Ovarian cancer patients with recurrent, platinum-sensitive disease may benefit greatly from niraparib maintenance treatment, according to data from a Phase 3 trial in which niraparib significantly prolonged patients’ progression-free survival compared to placebo.
Findings of the study, “Niraparib Maintenance Therapy in Platinum-Sensitive, Recurrent Ovarian Cancer,” were presented recently for the first time at the European Society for Medical Oncology (ESMO) 2016 Congress, and published in The New England Journal of Medicine.
“There are limited treatment options in recurrent ovarian cancer,” said lead author Mansoor Raza Mirza, MD, chief oncologist, Rigshospitalet, Copenhagen University Hospital, Denmark and medical director of the Nordic Society of Gynaecological Oncology (NSGO), in a press release. “Cumulative toxicity with platinum-based chemotherapy and lack of additional benefit limits its use. We then pause treatment until the next relapse and start combination chemotherapy,” he said.
“The current options for maintenance therapy in the EU are bevacizumab [marketed as Avastin], which can only be given once and improves progression-free survival by just a few months, and the PARP inhibitor olaparib [marketed as Lynparza], which is only approved in patients with a germline BRCA mutation (about 10-15% of ovarian cancer patients). No maintenance therapy is approved outside the EU,” he added.
Niraparib, a PARP inhibitor, induces cancer cell death by preventing the proper repair of damages in the DNA, and has emerged as a promising therapy for ovarian cancer patients, with low frequency of severe side effects.
To address whether niraparib was suitable as a maintenance therapy for platinum-sensitive ovarian cancer patients, the European Network for Gynecological Oncological Trial groups and investigators in the U.S., Canada and Hungary conduced the ENGOT-OV16/NOVA study (NCT01847274), a randomized, double-blind, Phase 3 trial evaluating the safety and efficacy of niraparib versus placebo in patients with recurrent ovarian cancer who responded to platinum-based therapy.
The study enrolled 553 patients who were assigned to specific cohorts based on their BRCA mutation status and randomized to receive either niraparib (300 mg once daily continuously during a 28-day cycle), or placebo. Among the enrolled participants, 203 had BRCA germline mutations.
Results revealed that the study met its primary endpoint, with niraparib significantly improving patients’ progression-free survival. This was observed irrespective of patients’ BRCA mutation status.
Indeed, inpatients in BRCA mutation, niraparib more than tripled patients’ time to disease progression, showing a median progression-free survival of 21 months compared to the 5.5 months observed in placebo-treated patients. In patients without BRCA mutations the effect wasn’t so striking, but was still clinically significant; median PFS for in the niraparib group was 9.3 months, and 3.9 months in the placebo group.
In addition, patients who had normal BRCA, but had mutations in other genes involved in DNA repair, also saw their time to disease progression increased with niraparib maintenance therapy; 12.9 months versus 3.8 months on the placebo group.

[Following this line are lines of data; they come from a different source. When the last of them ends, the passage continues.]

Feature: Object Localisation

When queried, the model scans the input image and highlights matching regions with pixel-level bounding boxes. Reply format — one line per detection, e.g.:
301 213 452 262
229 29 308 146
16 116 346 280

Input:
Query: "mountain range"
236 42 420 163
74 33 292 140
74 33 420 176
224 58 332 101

Grade 3 or grade 4 adverse events were observed in more than 10 percent of niraparib-treated patients, with the most common adverse events including reduced platelet number, anemia, and neutropenia (reduced number of a type of immune cells called neutrophils). All these, however, were resolved upon dose adjustments.
In addition, patients on the niraparib and placebo groups reported similar quality-of-life outcomes.
ENGOT-OV16/NOVA results also revealed significant improvements in all secondary endpoints, with niraparib increasing the second progression-free survival, chemotherapy-free interval, and overall survival. This was observed in all three groups; BRCA mutation, BRCA mutation-free, and non-BRCA DNA repair mutation.
“This is a breakthrough for patients with ovarian cancer,” said Mirza. “We have never seen such large benefits in progression-free survival in recurrent ovarian cancer. Niraparib significantly improved all endpoints across a broad patient population representing 70% of all ovarian cancer patients. These landmark results could change the way we treat this disease,” he said.
“Once it is approved by the regulatory authorities, I’ll consider niraparib for all my patients with recurrent ovarian cancer who respond to platinum, regardless of BRCA status,” he added.
Andrés Poveda, MD, head of the Gynaecological Cancer Clinic, Oncology Foundation Institute, Valencia, Spain applauded the inclusion of patients with non-BRCA DNA damage repair mutations, but noted that further studies are required to understand which of these patients will not respond to PARP inhibitors, and why.